Current input file could have a filed CASPrepareExtractBQ.prepare_extract.filters_json_path. This is a gs json path. Please find an example of this filter file attached as well

Parameters

  • CASPrepareExtractBQ.prepare_extract.docker_image - Docker image to use for this operation.

  • CASPrepareExtractBQ.prepare_extract.bq_dataset - BigQuery dataset name where to ingest the data.

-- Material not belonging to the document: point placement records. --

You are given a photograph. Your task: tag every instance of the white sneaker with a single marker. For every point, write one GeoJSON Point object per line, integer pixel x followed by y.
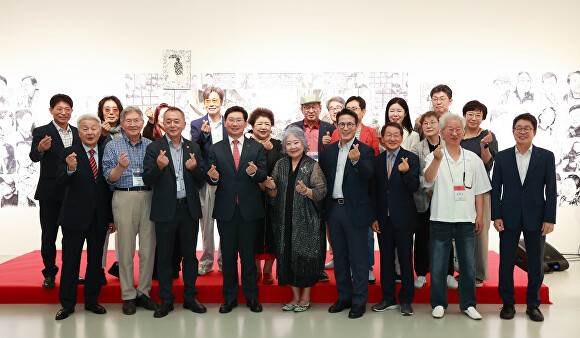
{"type": "Point", "coordinates": [438, 312]}
{"type": "Point", "coordinates": [472, 313]}
{"type": "Point", "coordinates": [452, 283]}
{"type": "Point", "coordinates": [420, 282]}
{"type": "Point", "coordinates": [329, 265]}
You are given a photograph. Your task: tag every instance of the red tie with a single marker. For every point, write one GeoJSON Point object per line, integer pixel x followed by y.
{"type": "Point", "coordinates": [236, 154]}
{"type": "Point", "coordinates": [93, 163]}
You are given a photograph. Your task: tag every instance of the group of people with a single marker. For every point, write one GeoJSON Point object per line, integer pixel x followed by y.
{"type": "Point", "coordinates": [426, 186]}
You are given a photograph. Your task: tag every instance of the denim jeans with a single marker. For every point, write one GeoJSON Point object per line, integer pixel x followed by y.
{"type": "Point", "coordinates": [442, 234]}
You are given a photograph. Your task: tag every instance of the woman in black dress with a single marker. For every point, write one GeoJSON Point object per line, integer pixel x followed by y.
{"type": "Point", "coordinates": [262, 120]}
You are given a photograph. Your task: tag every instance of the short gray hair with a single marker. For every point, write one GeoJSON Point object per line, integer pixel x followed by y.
{"type": "Point", "coordinates": [88, 117]}
{"type": "Point", "coordinates": [130, 109]}
{"type": "Point", "coordinates": [335, 98]}
{"type": "Point", "coordinates": [296, 131]}
{"type": "Point", "coordinates": [449, 117]}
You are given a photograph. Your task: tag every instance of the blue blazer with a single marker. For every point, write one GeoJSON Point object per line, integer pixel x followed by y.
{"type": "Point", "coordinates": [396, 193]}
{"type": "Point", "coordinates": [355, 182]}
{"type": "Point", "coordinates": [325, 127]}
{"type": "Point", "coordinates": [234, 182]}
{"type": "Point", "coordinates": [531, 202]}
{"type": "Point", "coordinates": [47, 188]}
{"type": "Point", "coordinates": [84, 198]}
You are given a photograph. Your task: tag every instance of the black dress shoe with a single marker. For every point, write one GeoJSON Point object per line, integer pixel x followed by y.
{"type": "Point", "coordinates": [129, 307]}
{"type": "Point", "coordinates": [254, 305]}
{"type": "Point", "coordinates": [357, 311]}
{"type": "Point", "coordinates": [96, 309]}
{"type": "Point", "coordinates": [195, 306]}
{"type": "Point", "coordinates": [228, 305]}
{"type": "Point", "coordinates": [146, 302]}
{"type": "Point", "coordinates": [508, 311]}
{"type": "Point", "coordinates": [339, 305]}
{"type": "Point", "coordinates": [163, 310]}
{"type": "Point", "coordinates": [48, 284]}
{"type": "Point", "coordinates": [63, 313]}
{"type": "Point", "coordinates": [534, 313]}
{"type": "Point", "coordinates": [114, 270]}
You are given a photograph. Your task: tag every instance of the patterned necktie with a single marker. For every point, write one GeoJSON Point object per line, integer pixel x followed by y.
{"type": "Point", "coordinates": [390, 166]}
{"type": "Point", "coordinates": [93, 163]}
{"type": "Point", "coordinates": [236, 154]}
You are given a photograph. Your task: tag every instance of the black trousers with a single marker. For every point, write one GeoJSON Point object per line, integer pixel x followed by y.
{"type": "Point", "coordinates": [72, 248]}
{"type": "Point", "coordinates": [237, 236]}
{"type": "Point", "coordinates": [49, 211]}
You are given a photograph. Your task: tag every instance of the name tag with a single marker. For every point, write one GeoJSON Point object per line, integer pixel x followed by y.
{"type": "Point", "coordinates": [138, 178]}
{"type": "Point", "coordinates": [459, 191]}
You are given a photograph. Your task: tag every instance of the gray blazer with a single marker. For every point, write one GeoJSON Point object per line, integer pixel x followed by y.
{"type": "Point", "coordinates": [422, 199]}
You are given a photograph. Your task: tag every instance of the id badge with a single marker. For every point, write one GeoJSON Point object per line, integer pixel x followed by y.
{"type": "Point", "coordinates": [459, 191]}
{"type": "Point", "coordinates": [177, 183]}
{"type": "Point", "coordinates": [313, 155]}
{"type": "Point", "coordinates": [138, 178]}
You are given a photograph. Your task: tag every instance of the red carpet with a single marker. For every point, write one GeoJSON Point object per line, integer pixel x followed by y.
{"type": "Point", "coordinates": [21, 279]}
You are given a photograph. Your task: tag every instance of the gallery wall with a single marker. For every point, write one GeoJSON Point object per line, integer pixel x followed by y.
{"type": "Point", "coordinates": [85, 49]}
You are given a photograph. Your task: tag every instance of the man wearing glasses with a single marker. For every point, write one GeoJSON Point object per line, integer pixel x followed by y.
{"type": "Point", "coordinates": [459, 180]}
{"type": "Point", "coordinates": [47, 143]}
{"type": "Point", "coordinates": [523, 199]}
{"type": "Point", "coordinates": [206, 131]}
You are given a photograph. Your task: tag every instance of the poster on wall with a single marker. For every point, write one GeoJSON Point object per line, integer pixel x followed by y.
{"type": "Point", "coordinates": [176, 69]}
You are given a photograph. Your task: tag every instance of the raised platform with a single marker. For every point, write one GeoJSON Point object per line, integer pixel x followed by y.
{"type": "Point", "coordinates": [21, 279]}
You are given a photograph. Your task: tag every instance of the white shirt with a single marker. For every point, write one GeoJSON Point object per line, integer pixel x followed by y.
{"type": "Point", "coordinates": [523, 162]}
{"type": "Point", "coordinates": [444, 207]}
{"type": "Point", "coordinates": [340, 165]}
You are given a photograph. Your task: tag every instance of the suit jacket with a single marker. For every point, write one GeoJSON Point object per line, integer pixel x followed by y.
{"type": "Point", "coordinates": [354, 185]}
{"type": "Point", "coordinates": [84, 198]}
{"type": "Point", "coordinates": [324, 128]}
{"type": "Point", "coordinates": [238, 183]}
{"type": "Point", "coordinates": [531, 202]}
{"type": "Point", "coordinates": [396, 192]}
{"type": "Point", "coordinates": [198, 137]}
{"type": "Point", "coordinates": [367, 136]}
{"type": "Point", "coordinates": [164, 201]}
{"type": "Point", "coordinates": [47, 188]}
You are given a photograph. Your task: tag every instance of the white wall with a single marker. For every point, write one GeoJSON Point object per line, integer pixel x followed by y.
{"type": "Point", "coordinates": [84, 48]}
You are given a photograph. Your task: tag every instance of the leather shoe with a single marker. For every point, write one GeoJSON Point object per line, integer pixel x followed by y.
{"type": "Point", "coordinates": [48, 284]}
{"type": "Point", "coordinates": [129, 307]}
{"type": "Point", "coordinates": [228, 305]}
{"type": "Point", "coordinates": [357, 311]}
{"type": "Point", "coordinates": [63, 313]}
{"type": "Point", "coordinates": [339, 305]}
{"type": "Point", "coordinates": [254, 305]}
{"type": "Point", "coordinates": [508, 311]}
{"type": "Point", "coordinates": [163, 310]}
{"type": "Point", "coordinates": [268, 278]}
{"type": "Point", "coordinates": [534, 313]}
{"type": "Point", "coordinates": [146, 302]}
{"type": "Point", "coordinates": [195, 306]}
{"type": "Point", "coordinates": [96, 309]}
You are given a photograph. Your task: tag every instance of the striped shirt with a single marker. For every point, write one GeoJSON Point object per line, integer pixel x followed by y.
{"type": "Point", "coordinates": [135, 154]}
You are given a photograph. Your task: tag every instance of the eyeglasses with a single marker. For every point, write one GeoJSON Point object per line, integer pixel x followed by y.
{"type": "Point", "coordinates": [211, 101]}
{"type": "Point", "coordinates": [349, 125]}
{"type": "Point", "coordinates": [527, 129]}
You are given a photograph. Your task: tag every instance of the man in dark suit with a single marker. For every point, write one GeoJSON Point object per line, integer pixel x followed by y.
{"type": "Point", "coordinates": [348, 167]}
{"type": "Point", "coordinates": [206, 131]}
{"type": "Point", "coordinates": [237, 165]}
{"type": "Point", "coordinates": [47, 143]}
{"type": "Point", "coordinates": [85, 215]}
{"type": "Point", "coordinates": [318, 133]}
{"type": "Point", "coordinates": [523, 199]}
{"type": "Point", "coordinates": [395, 179]}
{"type": "Point", "coordinates": [173, 166]}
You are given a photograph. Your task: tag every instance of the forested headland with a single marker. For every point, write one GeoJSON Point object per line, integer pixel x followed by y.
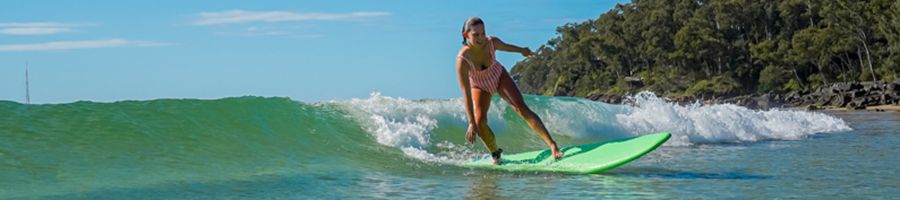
{"type": "Point", "coordinates": [723, 48]}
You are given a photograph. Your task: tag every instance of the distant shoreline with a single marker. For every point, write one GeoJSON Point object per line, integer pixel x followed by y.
{"type": "Point", "coordinates": [844, 96]}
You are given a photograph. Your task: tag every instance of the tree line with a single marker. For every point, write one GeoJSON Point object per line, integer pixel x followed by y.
{"type": "Point", "coordinates": [721, 48]}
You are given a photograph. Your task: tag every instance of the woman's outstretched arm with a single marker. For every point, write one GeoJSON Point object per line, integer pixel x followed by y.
{"type": "Point", "coordinates": [500, 45]}
{"type": "Point", "coordinates": [462, 71]}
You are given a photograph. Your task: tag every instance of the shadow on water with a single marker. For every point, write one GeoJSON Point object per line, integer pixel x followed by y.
{"type": "Point", "coordinates": [653, 172]}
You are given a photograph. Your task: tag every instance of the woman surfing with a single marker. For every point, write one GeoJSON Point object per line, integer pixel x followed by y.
{"type": "Point", "coordinates": [481, 76]}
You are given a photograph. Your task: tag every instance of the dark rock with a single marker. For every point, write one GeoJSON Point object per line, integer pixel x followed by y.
{"type": "Point", "coordinates": [635, 81]}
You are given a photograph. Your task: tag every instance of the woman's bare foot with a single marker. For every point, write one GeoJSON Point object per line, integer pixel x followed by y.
{"type": "Point", "coordinates": [557, 154]}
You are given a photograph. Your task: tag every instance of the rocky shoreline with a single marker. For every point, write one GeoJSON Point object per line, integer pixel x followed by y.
{"type": "Point", "coordinates": [872, 96]}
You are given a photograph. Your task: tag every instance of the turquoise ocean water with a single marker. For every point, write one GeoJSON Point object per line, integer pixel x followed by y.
{"type": "Point", "coordinates": [386, 147]}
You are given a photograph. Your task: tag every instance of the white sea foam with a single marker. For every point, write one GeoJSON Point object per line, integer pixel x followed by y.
{"type": "Point", "coordinates": [723, 123]}
{"type": "Point", "coordinates": [409, 124]}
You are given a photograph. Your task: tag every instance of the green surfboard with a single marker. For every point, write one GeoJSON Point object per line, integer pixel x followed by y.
{"type": "Point", "coordinates": [579, 159]}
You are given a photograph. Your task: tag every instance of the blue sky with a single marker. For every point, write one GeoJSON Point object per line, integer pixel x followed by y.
{"type": "Point", "coordinates": [306, 50]}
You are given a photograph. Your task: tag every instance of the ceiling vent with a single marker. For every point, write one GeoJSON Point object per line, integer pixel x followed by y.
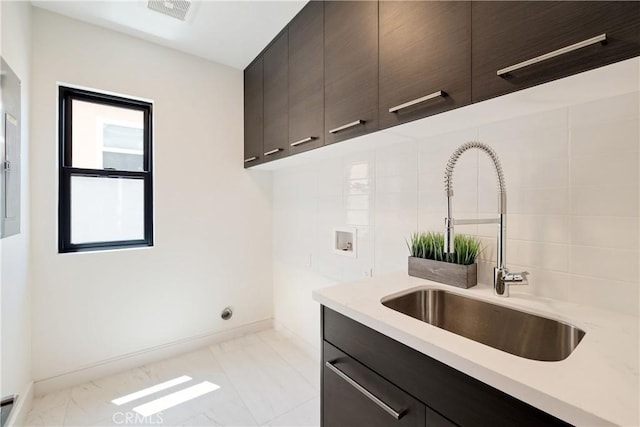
{"type": "Point", "coordinates": [175, 8]}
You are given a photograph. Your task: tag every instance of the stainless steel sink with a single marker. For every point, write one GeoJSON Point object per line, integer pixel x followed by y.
{"type": "Point", "coordinates": [522, 334]}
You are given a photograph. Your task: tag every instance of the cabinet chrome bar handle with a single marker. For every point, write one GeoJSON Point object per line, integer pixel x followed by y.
{"type": "Point", "coordinates": [388, 409]}
{"type": "Point", "coordinates": [417, 101]}
{"type": "Point", "coordinates": [593, 40]}
{"type": "Point", "coordinates": [302, 141]}
{"type": "Point", "coordinates": [277, 150]}
{"type": "Point", "coordinates": [347, 126]}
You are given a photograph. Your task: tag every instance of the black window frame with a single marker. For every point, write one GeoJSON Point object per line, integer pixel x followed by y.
{"type": "Point", "coordinates": [66, 171]}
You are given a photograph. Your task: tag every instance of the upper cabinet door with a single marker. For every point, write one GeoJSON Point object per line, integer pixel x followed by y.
{"type": "Point", "coordinates": [253, 113]}
{"type": "Point", "coordinates": [351, 69]}
{"type": "Point", "coordinates": [521, 44]}
{"type": "Point", "coordinates": [306, 79]}
{"type": "Point", "coordinates": [276, 98]}
{"type": "Point", "coordinates": [425, 59]}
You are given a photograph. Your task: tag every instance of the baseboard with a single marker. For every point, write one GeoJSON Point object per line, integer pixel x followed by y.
{"type": "Point", "coordinates": [308, 348]}
{"type": "Point", "coordinates": [22, 407]}
{"type": "Point", "coordinates": [143, 357]}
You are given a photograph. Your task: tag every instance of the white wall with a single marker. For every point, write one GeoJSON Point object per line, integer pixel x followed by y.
{"type": "Point", "coordinates": [212, 218]}
{"type": "Point", "coordinates": [15, 371]}
{"type": "Point", "coordinates": [572, 182]}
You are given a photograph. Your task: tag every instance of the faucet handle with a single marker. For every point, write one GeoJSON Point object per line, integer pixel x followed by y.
{"type": "Point", "coordinates": [516, 278]}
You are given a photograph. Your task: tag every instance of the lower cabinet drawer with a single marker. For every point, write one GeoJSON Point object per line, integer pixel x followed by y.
{"type": "Point", "coordinates": [460, 398]}
{"type": "Point", "coordinates": [353, 395]}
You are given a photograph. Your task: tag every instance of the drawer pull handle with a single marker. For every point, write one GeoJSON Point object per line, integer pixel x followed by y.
{"type": "Point", "coordinates": [602, 38]}
{"type": "Point", "coordinates": [388, 409]}
{"type": "Point", "coordinates": [302, 141]}
{"type": "Point", "coordinates": [277, 150]}
{"type": "Point", "coordinates": [417, 101]}
{"type": "Point", "coordinates": [347, 126]}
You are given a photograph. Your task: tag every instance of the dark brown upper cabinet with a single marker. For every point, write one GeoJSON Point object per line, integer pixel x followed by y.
{"type": "Point", "coordinates": [351, 69]}
{"type": "Point", "coordinates": [425, 59]}
{"type": "Point", "coordinates": [306, 78]}
{"type": "Point", "coordinates": [524, 43]}
{"type": "Point", "coordinates": [253, 113]}
{"type": "Point", "coordinates": [276, 98]}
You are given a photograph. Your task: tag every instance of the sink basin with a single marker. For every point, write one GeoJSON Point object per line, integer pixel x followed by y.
{"type": "Point", "coordinates": [522, 334]}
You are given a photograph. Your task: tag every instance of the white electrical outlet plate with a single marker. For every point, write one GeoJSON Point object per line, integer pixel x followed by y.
{"type": "Point", "coordinates": [345, 241]}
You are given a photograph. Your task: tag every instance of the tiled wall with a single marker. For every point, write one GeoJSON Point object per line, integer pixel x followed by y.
{"type": "Point", "coordinates": [572, 184]}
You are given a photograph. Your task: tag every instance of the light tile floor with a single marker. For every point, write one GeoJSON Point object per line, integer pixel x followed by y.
{"type": "Point", "coordinates": [264, 380]}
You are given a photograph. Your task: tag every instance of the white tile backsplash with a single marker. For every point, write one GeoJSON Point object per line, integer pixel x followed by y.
{"type": "Point", "coordinates": [572, 177]}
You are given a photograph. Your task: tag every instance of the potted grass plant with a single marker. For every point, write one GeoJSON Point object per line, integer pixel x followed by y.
{"type": "Point", "coordinates": [427, 259]}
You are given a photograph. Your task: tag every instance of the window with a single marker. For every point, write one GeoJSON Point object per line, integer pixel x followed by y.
{"type": "Point", "coordinates": [105, 172]}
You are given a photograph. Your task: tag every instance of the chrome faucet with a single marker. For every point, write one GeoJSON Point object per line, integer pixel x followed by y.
{"type": "Point", "coordinates": [501, 276]}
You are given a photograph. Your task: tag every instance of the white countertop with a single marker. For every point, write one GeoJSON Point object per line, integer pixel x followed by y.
{"type": "Point", "coordinates": [598, 384]}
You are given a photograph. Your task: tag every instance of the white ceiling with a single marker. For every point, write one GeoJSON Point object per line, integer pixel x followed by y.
{"type": "Point", "coordinates": [228, 32]}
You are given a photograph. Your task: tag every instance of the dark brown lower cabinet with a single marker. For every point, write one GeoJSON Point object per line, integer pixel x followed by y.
{"type": "Point", "coordinates": [369, 379]}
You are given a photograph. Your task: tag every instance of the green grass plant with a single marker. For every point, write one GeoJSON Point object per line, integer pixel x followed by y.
{"type": "Point", "coordinates": [430, 245]}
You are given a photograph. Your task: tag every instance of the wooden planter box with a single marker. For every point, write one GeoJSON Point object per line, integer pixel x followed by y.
{"type": "Point", "coordinates": [462, 276]}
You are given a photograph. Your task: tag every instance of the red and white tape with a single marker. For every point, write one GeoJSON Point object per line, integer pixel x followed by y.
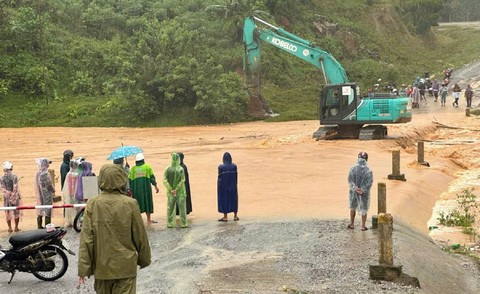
{"type": "Point", "coordinates": [22, 207]}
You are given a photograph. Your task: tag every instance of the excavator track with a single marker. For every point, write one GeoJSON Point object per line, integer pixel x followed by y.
{"type": "Point", "coordinates": [326, 133]}
{"type": "Point", "coordinates": [373, 132]}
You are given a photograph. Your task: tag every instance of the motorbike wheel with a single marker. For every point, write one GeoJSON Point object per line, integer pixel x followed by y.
{"type": "Point", "coordinates": [78, 221]}
{"type": "Point", "coordinates": [60, 260]}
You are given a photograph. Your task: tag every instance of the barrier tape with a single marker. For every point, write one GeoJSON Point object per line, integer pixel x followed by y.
{"type": "Point", "coordinates": [22, 207]}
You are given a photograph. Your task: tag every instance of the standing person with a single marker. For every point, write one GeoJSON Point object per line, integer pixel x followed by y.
{"type": "Point", "coordinates": [187, 184]}
{"type": "Point", "coordinates": [11, 195]}
{"type": "Point", "coordinates": [65, 166]}
{"type": "Point", "coordinates": [469, 95]}
{"type": "Point", "coordinates": [421, 89]}
{"type": "Point", "coordinates": [113, 239]}
{"type": "Point", "coordinates": [227, 190]}
{"type": "Point", "coordinates": [141, 181]}
{"type": "Point", "coordinates": [174, 182]}
{"type": "Point", "coordinates": [456, 94]}
{"type": "Point", "coordinates": [126, 168]}
{"type": "Point", "coordinates": [415, 97]}
{"type": "Point", "coordinates": [360, 180]}
{"type": "Point", "coordinates": [85, 168]}
{"type": "Point", "coordinates": [435, 89]}
{"type": "Point", "coordinates": [44, 191]}
{"type": "Point", "coordinates": [69, 191]}
{"type": "Point", "coordinates": [443, 94]}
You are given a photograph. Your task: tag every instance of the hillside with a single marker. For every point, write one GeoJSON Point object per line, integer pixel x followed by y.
{"type": "Point", "coordinates": [151, 63]}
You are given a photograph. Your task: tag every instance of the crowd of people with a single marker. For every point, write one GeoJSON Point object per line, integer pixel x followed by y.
{"type": "Point", "coordinates": [416, 91]}
{"type": "Point", "coordinates": [140, 180]}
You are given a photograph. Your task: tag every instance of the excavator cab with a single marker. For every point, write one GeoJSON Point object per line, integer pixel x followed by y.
{"type": "Point", "coordinates": [337, 102]}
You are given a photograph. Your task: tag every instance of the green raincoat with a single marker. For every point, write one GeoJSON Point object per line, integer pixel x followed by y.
{"type": "Point", "coordinates": [174, 182]}
{"type": "Point", "coordinates": [113, 239]}
{"type": "Point", "coordinates": [141, 181]}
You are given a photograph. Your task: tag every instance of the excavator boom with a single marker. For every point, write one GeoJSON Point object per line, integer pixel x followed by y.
{"type": "Point", "coordinates": [342, 112]}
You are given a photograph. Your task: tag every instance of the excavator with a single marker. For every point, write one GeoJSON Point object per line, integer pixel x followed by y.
{"type": "Point", "coordinates": [343, 112]}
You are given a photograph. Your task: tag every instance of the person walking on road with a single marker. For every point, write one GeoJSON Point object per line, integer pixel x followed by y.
{"type": "Point", "coordinates": [174, 182]}
{"type": "Point", "coordinates": [113, 241]}
{"type": "Point", "coordinates": [141, 181]}
{"type": "Point", "coordinates": [227, 190]}
{"type": "Point", "coordinates": [188, 200]}
{"type": "Point", "coordinates": [456, 94]}
{"type": "Point", "coordinates": [45, 190]}
{"type": "Point", "coordinates": [443, 94]}
{"type": "Point", "coordinates": [11, 195]}
{"type": "Point", "coordinates": [435, 89]}
{"type": "Point", "coordinates": [469, 95]}
{"type": "Point", "coordinates": [65, 166]}
{"type": "Point", "coordinates": [69, 191]}
{"type": "Point", "coordinates": [360, 180]}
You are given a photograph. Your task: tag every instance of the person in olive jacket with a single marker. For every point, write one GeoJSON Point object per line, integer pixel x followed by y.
{"type": "Point", "coordinates": [113, 241]}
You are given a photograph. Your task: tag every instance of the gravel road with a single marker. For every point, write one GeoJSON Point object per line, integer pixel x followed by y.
{"type": "Point", "coordinates": [271, 256]}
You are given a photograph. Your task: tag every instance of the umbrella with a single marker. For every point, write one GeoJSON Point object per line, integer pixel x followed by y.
{"type": "Point", "coordinates": [124, 151]}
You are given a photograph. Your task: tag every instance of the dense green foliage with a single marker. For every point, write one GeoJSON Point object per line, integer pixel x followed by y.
{"type": "Point", "coordinates": [151, 62]}
{"type": "Point", "coordinates": [460, 10]}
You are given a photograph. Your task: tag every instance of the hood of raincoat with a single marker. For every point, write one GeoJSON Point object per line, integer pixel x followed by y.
{"type": "Point", "coordinates": [43, 163]}
{"type": "Point", "coordinates": [86, 168]}
{"type": "Point", "coordinates": [73, 165]}
{"type": "Point", "coordinates": [112, 178]}
{"type": "Point", "coordinates": [171, 173]}
{"type": "Point", "coordinates": [67, 155]}
{"type": "Point", "coordinates": [227, 158]}
{"type": "Point", "coordinates": [180, 154]}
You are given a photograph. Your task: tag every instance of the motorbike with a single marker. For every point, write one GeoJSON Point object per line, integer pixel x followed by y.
{"type": "Point", "coordinates": [38, 252]}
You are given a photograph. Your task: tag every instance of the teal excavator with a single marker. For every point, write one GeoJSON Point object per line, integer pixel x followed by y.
{"type": "Point", "coordinates": [342, 112]}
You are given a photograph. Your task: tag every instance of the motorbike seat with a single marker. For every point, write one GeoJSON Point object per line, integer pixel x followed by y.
{"type": "Point", "coordinates": [25, 238]}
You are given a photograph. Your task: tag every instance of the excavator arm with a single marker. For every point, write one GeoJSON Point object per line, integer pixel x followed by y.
{"type": "Point", "coordinates": [341, 110]}
{"type": "Point", "coordinates": [332, 70]}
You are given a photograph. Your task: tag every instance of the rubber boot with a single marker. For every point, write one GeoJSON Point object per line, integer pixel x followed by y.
{"type": "Point", "coordinates": [39, 222]}
{"type": "Point", "coordinates": [47, 220]}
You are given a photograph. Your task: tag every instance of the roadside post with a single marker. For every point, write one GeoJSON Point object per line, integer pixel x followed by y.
{"type": "Point", "coordinates": [385, 269]}
{"type": "Point", "coordinates": [396, 175]}
{"type": "Point", "coordinates": [382, 203]}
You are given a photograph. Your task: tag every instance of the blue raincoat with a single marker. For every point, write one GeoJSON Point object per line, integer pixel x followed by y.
{"type": "Point", "coordinates": [360, 176]}
{"type": "Point", "coordinates": [227, 191]}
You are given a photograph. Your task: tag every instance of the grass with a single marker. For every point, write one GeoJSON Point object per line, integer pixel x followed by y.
{"type": "Point", "coordinates": [293, 88]}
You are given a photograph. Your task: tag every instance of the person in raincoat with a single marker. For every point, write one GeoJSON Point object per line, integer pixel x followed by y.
{"type": "Point", "coordinates": [44, 191]}
{"type": "Point", "coordinates": [360, 180]}
{"type": "Point", "coordinates": [227, 191]}
{"type": "Point", "coordinates": [11, 195]}
{"type": "Point", "coordinates": [141, 181]}
{"type": "Point", "coordinates": [65, 166]}
{"type": "Point", "coordinates": [188, 200]}
{"type": "Point", "coordinates": [113, 241]}
{"type": "Point", "coordinates": [69, 191]}
{"type": "Point", "coordinates": [174, 182]}
{"type": "Point", "coordinates": [84, 169]}
{"type": "Point", "coordinates": [126, 168]}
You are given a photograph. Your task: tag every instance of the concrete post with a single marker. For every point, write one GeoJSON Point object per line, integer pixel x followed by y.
{"type": "Point", "coordinates": [382, 198]}
{"type": "Point", "coordinates": [385, 269]}
{"type": "Point", "coordinates": [385, 241]}
{"type": "Point", "coordinates": [420, 151]}
{"type": "Point", "coordinates": [382, 203]}
{"type": "Point", "coordinates": [396, 167]}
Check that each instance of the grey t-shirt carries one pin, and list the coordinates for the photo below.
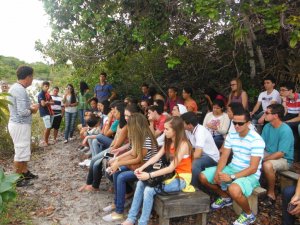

  • CASPrepareExtractBQ.prepare_extract.extract_table_prefix - Prefix for the extract table name. The final extract tables name will be named like ${extract_table_prefix}_cas_cell_info

  • CASPrepareExtractBQ.prepare_extract.extract_bin_size - Size of the bin for the extract table, usually we put 10000

  • CASPrepareExtractBQ.prepare_extract.bucket_name - Working GCS Bucket name

  • CASPrepareExtractBQ.prepare_extract.obs_columns_to_include - A comma separated list of columns to include in the extract table.

  • CASPrepareExtractBQ.prepare_extract.fq_allowed_original_feature_ids - A fully qualified table name of the reference data table with the feature schema.

  • CASPrepareExtractBQ.prepare_extract.extract_bucket_path - A GCS path to the extract table. This path is used for creating metadata files for the extract script.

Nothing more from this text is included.